Legado Puritano
Quando a Piedade Tinha o Poder
Textos

3. Em tempos de tentação, este engano do pecado argumentará expressamente para o pecado da graça do evangelho; pelo menos, pedirá estas duas coisas:

(1.) Que não há necessidade de uma luta tão tenaz e severa contra isto, pois é vencido pelo princípio da nova criatura. Se não pode desviar a alma ou a mente totalmente de atender às tentações que se opõem a elas, ainda assim se esforçará para tirá-las pela maneira do seu atendimento. Eles não precisam usar essa diligência que, em primeiro lugar, a alma apreende ser necessária.

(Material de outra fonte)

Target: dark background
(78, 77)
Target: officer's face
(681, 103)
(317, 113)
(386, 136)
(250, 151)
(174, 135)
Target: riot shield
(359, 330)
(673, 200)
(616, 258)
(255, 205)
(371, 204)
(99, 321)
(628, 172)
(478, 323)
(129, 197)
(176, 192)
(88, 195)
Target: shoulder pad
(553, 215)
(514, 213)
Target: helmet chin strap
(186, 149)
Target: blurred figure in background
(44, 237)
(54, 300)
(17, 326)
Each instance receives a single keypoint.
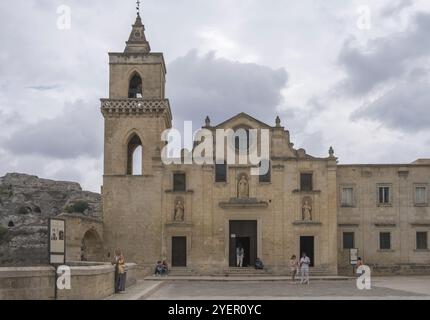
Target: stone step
(181, 271)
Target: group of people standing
(120, 271)
(301, 265)
(161, 269)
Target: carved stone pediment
(243, 203)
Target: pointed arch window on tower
(135, 90)
(134, 156)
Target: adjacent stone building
(194, 216)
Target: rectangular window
(422, 243)
(179, 182)
(347, 197)
(306, 182)
(420, 195)
(385, 241)
(221, 172)
(348, 240)
(384, 195)
(265, 177)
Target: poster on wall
(57, 241)
(353, 256)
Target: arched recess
(134, 155)
(91, 246)
(135, 87)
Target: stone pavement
(398, 288)
(140, 290)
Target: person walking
(294, 267)
(304, 268)
(115, 263)
(240, 252)
(121, 274)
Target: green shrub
(23, 210)
(77, 207)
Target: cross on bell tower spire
(138, 7)
(137, 42)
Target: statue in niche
(179, 211)
(307, 209)
(243, 187)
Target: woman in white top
(304, 268)
(294, 266)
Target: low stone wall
(89, 281)
(390, 270)
(27, 283)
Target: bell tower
(135, 115)
(136, 112)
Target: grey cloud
(206, 85)
(396, 7)
(44, 87)
(384, 58)
(406, 107)
(76, 132)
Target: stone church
(194, 216)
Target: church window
(385, 241)
(135, 87)
(348, 240)
(134, 156)
(347, 197)
(265, 177)
(384, 195)
(179, 182)
(420, 195)
(422, 243)
(306, 182)
(221, 172)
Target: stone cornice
(243, 203)
(307, 223)
(135, 107)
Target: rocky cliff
(26, 203)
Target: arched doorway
(91, 246)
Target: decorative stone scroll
(110, 107)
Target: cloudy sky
(352, 74)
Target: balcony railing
(115, 107)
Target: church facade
(194, 216)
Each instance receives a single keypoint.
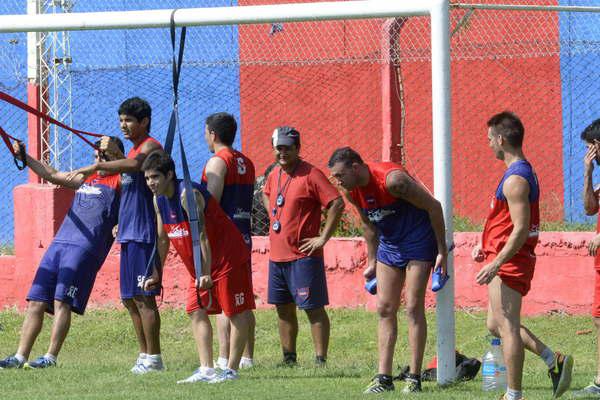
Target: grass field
(96, 358)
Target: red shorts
(517, 274)
(231, 294)
(596, 304)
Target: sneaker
(379, 384)
(40, 362)
(289, 360)
(590, 391)
(148, 366)
(136, 367)
(560, 374)
(226, 375)
(200, 375)
(411, 385)
(11, 362)
(246, 362)
(320, 361)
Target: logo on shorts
(239, 299)
(178, 232)
(72, 292)
(303, 293)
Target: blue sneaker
(41, 362)
(11, 362)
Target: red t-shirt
(305, 193)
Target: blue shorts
(399, 258)
(66, 273)
(300, 281)
(134, 269)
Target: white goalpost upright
(437, 10)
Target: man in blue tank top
(137, 230)
(66, 274)
(229, 177)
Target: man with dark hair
(137, 230)
(508, 248)
(67, 272)
(591, 199)
(294, 194)
(225, 259)
(229, 177)
(404, 229)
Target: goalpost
(277, 15)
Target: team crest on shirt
(378, 214)
(178, 232)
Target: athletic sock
(154, 358)
(222, 362)
(548, 356)
(20, 358)
(512, 394)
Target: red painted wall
(559, 255)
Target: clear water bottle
(493, 368)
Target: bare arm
(204, 244)
(590, 197)
(47, 173)
(402, 186)
(516, 190)
(216, 170)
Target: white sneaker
(148, 366)
(246, 363)
(200, 375)
(226, 375)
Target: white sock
(207, 371)
(153, 358)
(222, 362)
(20, 358)
(512, 394)
(548, 356)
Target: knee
(386, 309)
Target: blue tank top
(92, 216)
(137, 219)
(238, 190)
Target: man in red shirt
(507, 246)
(294, 194)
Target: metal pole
(214, 16)
(442, 179)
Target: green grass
(96, 358)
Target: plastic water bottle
(493, 368)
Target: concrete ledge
(563, 282)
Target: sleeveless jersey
(227, 247)
(238, 190)
(137, 222)
(403, 228)
(92, 215)
(498, 225)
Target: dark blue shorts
(300, 281)
(134, 269)
(66, 273)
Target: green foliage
(96, 358)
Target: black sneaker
(289, 359)
(412, 384)
(380, 383)
(560, 374)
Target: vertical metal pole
(442, 179)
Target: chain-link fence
(363, 83)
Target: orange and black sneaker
(560, 374)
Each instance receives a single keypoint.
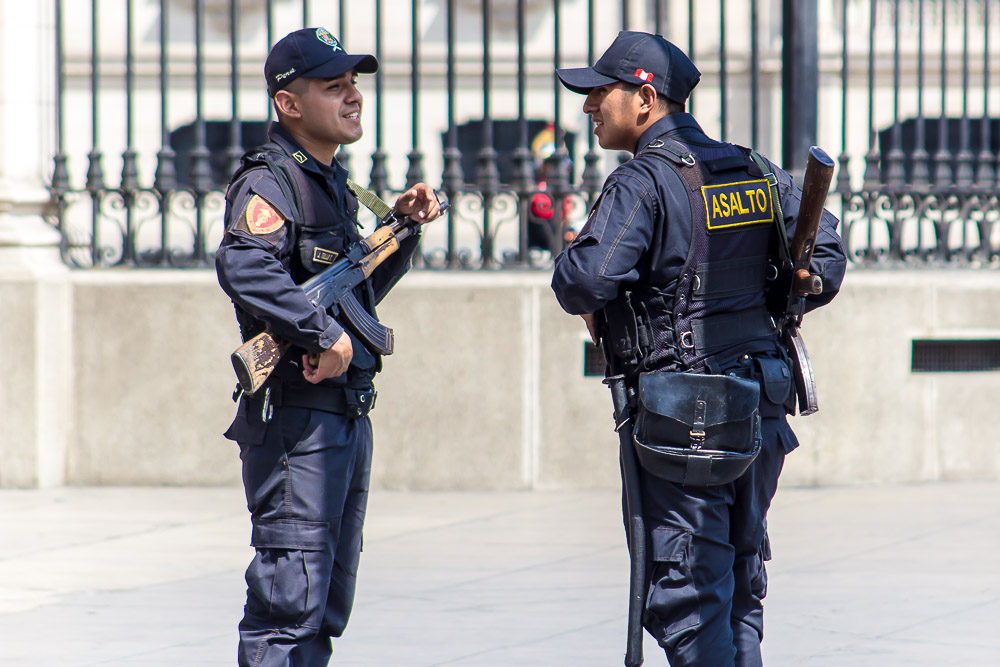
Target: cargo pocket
(247, 428)
(289, 577)
(776, 383)
(673, 598)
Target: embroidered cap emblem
(644, 75)
(261, 217)
(323, 35)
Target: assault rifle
(257, 358)
(796, 282)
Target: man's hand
(330, 363)
(419, 203)
(591, 321)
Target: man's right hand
(330, 363)
(591, 320)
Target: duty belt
(717, 332)
(352, 403)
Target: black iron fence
(149, 127)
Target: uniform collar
(670, 124)
(334, 175)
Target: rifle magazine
(375, 335)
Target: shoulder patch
(261, 217)
(737, 204)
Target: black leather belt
(352, 403)
(717, 332)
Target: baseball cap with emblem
(638, 58)
(311, 52)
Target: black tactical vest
(715, 310)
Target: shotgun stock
(815, 186)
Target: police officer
(672, 267)
(305, 439)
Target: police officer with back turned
(305, 439)
(671, 273)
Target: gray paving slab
(895, 575)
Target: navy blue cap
(311, 52)
(638, 57)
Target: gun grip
(807, 283)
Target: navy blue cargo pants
(306, 475)
(707, 547)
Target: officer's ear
(286, 103)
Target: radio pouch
(697, 429)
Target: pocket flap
(674, 395)
(776, 378)
(670, 545)
(245, 429)
(290, 534)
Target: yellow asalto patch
(738, 204)
(262, 218)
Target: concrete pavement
(881, 576)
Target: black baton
(635, 527)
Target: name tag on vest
(737, 204)
(321, 256)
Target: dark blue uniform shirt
(616, 247)
(261, 261)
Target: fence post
(800, 83)
(34, 283)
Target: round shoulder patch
(261, 217)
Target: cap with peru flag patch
(638, 58)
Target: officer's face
(331, 110)
(614, 112)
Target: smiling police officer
(671, 270)
(305, 438)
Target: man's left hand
(419, 203)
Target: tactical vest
(715, 310)
(318, 239)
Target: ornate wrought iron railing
(903, 88)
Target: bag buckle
(697, 439)
(697, 432)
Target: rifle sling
(784, 250)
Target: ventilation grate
(593, 360)
(955, 356)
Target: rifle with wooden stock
(333, 287)
(795, 280)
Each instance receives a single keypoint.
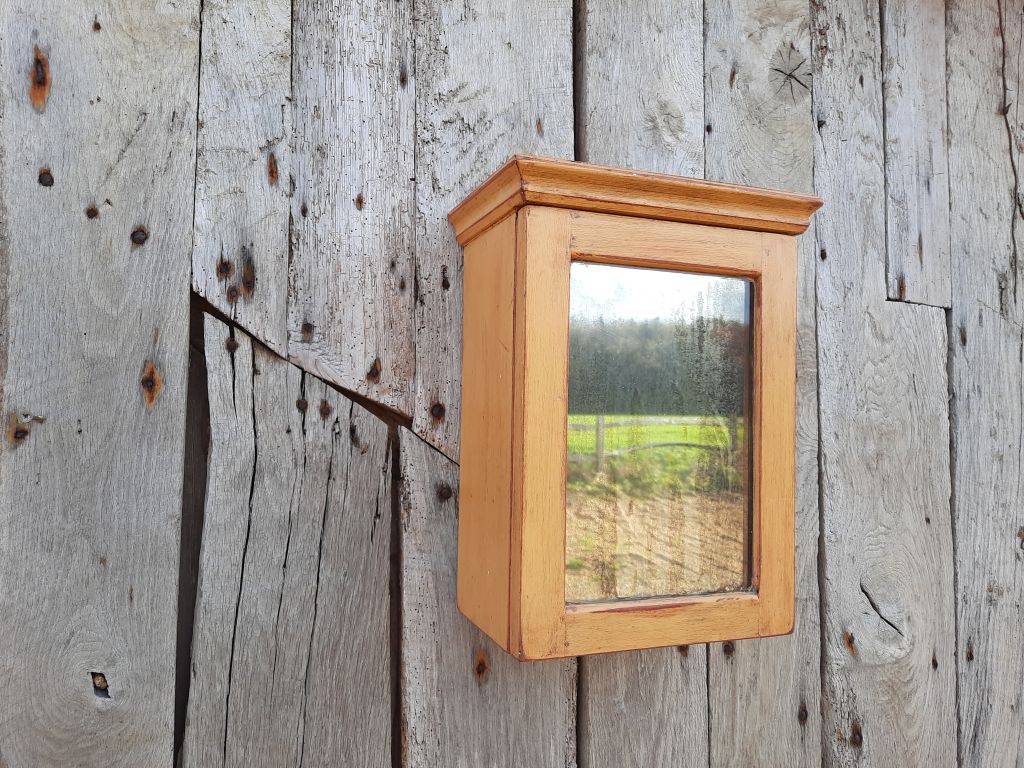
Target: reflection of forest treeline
(654, 367)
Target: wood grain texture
(465, 701)
(352, 274)
(492, 80)
(240, 256)
(758, 79)
(97, 109)
(640, 91)
(292, 612)
(608, 732)
(913, 86)
(485, 472)
(987, 341)
(887, 580)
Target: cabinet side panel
(486, 429)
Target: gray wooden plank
(240, 255)
(913, 86)
(352, 274)
(292, 613)
(887, 580)
(642, 99)
(986, 135)
(465, 702)
(493, 79)
(759, 110)
(97, 112)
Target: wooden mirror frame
(521, 230)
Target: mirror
(658, 497)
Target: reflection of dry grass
(622, 548)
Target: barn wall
(246, 522)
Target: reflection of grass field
(662, 470)
(615, 438)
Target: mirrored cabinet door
(659, 470)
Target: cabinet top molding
(559, 183)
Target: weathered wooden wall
(279, 489)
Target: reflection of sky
(615, 292)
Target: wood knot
(152, 384)
(39, 80)
(271, 169)
(248, 281)
(99, 685)
(18, 429)
(139, 235)
(856, 736)
(374, 374)
(481, 666)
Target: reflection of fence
(599, 425)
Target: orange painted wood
(559, 183)
(512, 525)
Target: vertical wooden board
(240, 254)
(465, 702)
(887, 574)
(352, 273)
(987, 395)
(655, 64)
(913, 86)
(97, 109)
(640, 98)
(758, 80)
(492, 80)
(292, 611)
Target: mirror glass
(658, 498)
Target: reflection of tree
(693, 365)
(718, 351)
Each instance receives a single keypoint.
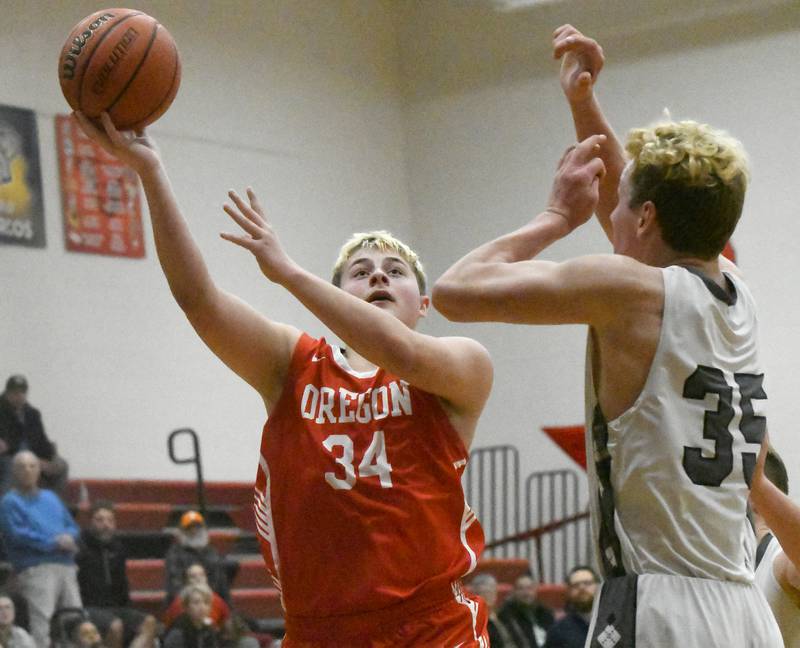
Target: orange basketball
(121, 61)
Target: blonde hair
(696, 176)
(385, 242)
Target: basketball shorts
(660, 611)
(460, 621)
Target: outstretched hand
(259, 237)
(581, 62)
(576, 186)
(134, 148)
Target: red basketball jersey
(358, 498)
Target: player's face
(385, 280)
(624, 220)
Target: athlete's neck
(356, 361)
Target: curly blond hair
(385, 242)
(696, 177)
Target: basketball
(121, 61)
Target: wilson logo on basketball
(117, 54)
(78, 43)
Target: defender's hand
(258, 237)
(576, 186)
(581, 62)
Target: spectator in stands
(485, 585)
(103, 578)
(571, 630)
(193, 628)
(192, 547)
(84, 634)
(526, 618)
(196, 575)
(21, 428)
(12, 636)
(41, 540)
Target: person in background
(21, 428)
(485, 586)
(219, 612)
(191, 547)
(41, 540)
(526, 618)
(103, 578)
(12, 636)
(570, 631)
(193, 628)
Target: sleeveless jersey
(786, 611)
(669, 478)
(358, 499)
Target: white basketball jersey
(786, 611)
(669, 477)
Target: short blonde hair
(696, 176)
(385, 242)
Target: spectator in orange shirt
(196, 575)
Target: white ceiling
(449, 45)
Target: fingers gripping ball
(121, 61)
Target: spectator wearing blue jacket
(40, 537)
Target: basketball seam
(136, 71)
(171, 85)
(97, 45)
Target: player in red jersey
(360, 512)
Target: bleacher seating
(148, 511)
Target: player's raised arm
(780, 513)
(502, 281)
(375, 315)
(255, 348)
(581, 61)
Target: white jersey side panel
(668, 476)
(786, 611)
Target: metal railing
(549, 528)
(491, 484)
(193, 459)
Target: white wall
(481, 159)
(299, 98)
(305, 100)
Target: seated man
(571, 630)
(103, 578)
(485, 586)
(192, 547)
(12, 635)
(21, 428)
(527, 619)
(40, 537)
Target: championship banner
(99, 196)
(21, 203)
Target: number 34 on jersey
(374, 462)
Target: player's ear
(424, 305)
(648, 222)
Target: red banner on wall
(99, 196)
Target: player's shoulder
(467, 347)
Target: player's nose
(378, 276)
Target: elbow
(454, 302)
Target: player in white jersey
(676, 398)
(777, 573)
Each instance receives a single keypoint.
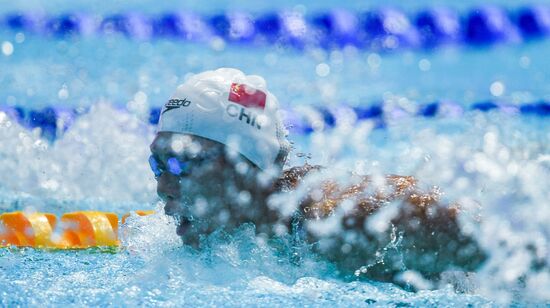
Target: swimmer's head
(233, 109)
(219, 144)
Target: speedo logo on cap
(176, 103)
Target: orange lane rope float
(77, 230)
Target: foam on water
(494, 165)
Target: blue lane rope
(53, 121)
(379, 29)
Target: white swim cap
(229, 107)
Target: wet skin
(210, 197)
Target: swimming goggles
(179, 166)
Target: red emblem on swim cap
(247, 96)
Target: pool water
(495, 159)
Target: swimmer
(219, 156)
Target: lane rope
(76, 230)
(382, 29)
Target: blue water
(496, 160)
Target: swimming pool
(497, 158)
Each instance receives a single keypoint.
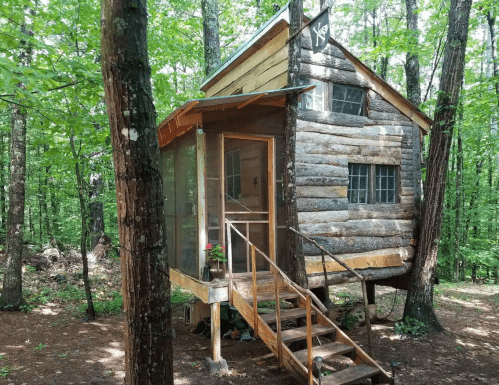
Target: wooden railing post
(308, 306)
(368, 320)
(278, 316)
(255, 296)
(229, 259)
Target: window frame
(328, 96)
(371, 184)
(233, 175)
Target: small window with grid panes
(315, 99)
(369, 183)
(328, 96)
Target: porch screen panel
(186, 205)
(168, 173)
(213, 197)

(2.) Ele dará um alívio quanto ao evento do pecado, - que não se volte para a ruína ou a destruição da alma, porque é, será, ou pode ser, indultado pela graça do evangelho. E isso é verdade; este é o grande e único alívio da alma contra o pecado, a culpa que já se contraiu, é o abençoado e único remédio para uma alma culpada. Mas quando é implorado e lembrado pelo engano do pecado em conformidade com a tentação ao pecado, então é veneno; o veneno é misturado em cada gota deste bálsamo, para o perigo, senão a morte, da alma. E este é o primeiro caminho pelo qual o engano do pecado extrai a mente de um atendimento devido a essa sensação de sua vileza, que sozinho é capaz de mantê-la naquele quadro humilde e autoaborrecedor que é aceitável a Deus. Isso torna a mente descuidada, como se seu trabalho fosse desnecessário, por causa da abundante graça; que sendo mal entendida, o conduz a tal negligência.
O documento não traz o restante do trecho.